A proprietária de uma oficina mecânica disse que pretendia folgar, mas lembrou que já foram muitos "dias perdidos" durante os jogos da seleção brasileira. "Para quem está no comércio não é fácil. Um dia faz falta para fechar as contas no fim do mês", justificou. "Amanhã (hoje) vai ter jogo de novo. Então não dá pra se dar ao luxo de parar por dois dias seguidos", reforçou o marido, se referindo ao confronto Brasil e Chile, pelas oitavas de final da Copa.
O dono de uma borracharia vizinha também apontou a redução de fregueses nos últimos dias. "Geralmente a gente para, mas hoje resolvemos trabalhar. Queria estar em casa, mas não dá", brincou. Na vizinhança, apenas alguns prédios tinham as portas baixadas. Já no lado de Cambé, tudo funcionava normalmente.

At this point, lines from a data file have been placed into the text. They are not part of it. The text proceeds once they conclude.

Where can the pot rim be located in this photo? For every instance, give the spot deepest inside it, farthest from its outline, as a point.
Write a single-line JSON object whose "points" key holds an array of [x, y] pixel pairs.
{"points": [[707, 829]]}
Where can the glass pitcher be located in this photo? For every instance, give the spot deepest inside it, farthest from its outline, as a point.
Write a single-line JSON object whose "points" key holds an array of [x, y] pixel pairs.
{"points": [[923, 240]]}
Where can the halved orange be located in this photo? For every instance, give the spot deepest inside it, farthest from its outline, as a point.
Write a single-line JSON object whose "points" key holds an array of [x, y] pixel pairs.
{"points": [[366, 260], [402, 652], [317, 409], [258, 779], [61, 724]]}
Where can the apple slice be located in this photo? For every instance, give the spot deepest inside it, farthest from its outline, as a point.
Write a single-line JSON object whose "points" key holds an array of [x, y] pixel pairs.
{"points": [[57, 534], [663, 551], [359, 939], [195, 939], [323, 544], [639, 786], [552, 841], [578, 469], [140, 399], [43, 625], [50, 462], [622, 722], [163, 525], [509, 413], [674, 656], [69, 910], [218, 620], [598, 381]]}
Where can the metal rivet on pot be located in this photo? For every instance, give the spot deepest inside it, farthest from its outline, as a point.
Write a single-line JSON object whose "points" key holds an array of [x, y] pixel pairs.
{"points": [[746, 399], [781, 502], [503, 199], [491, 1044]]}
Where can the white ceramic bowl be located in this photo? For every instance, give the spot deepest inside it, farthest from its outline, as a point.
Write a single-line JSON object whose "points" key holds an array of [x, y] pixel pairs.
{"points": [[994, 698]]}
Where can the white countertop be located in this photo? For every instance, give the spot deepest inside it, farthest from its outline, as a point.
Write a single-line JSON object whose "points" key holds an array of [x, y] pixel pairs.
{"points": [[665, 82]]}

Jonas Rodrigues, dono de uma motopeças, disse que o movimento costuma aumentar na loja em feriados municipais de Londrina. "Mesmo com alguns concorrentes abertos na cidade vizinha, sempre aparece mais gente atrás de nossos serviços."
Na região, pouca gente assimila a divisão dos municípios. "Para a gente é tudo uma coisa só, apesar de sabermos que existe a linha divisória aqui", contou Renato Tadeu, morador do Jardim Sabará, em Londrina. "Tem dias que tudo fecha de uma lado, aí temos que procurar a cidade vizinha, mas hoje ninguém quis parar, não", avaliou. A reportagem também encontrou alguns comércios abertos em outros pontos de Londrina. (C.F.)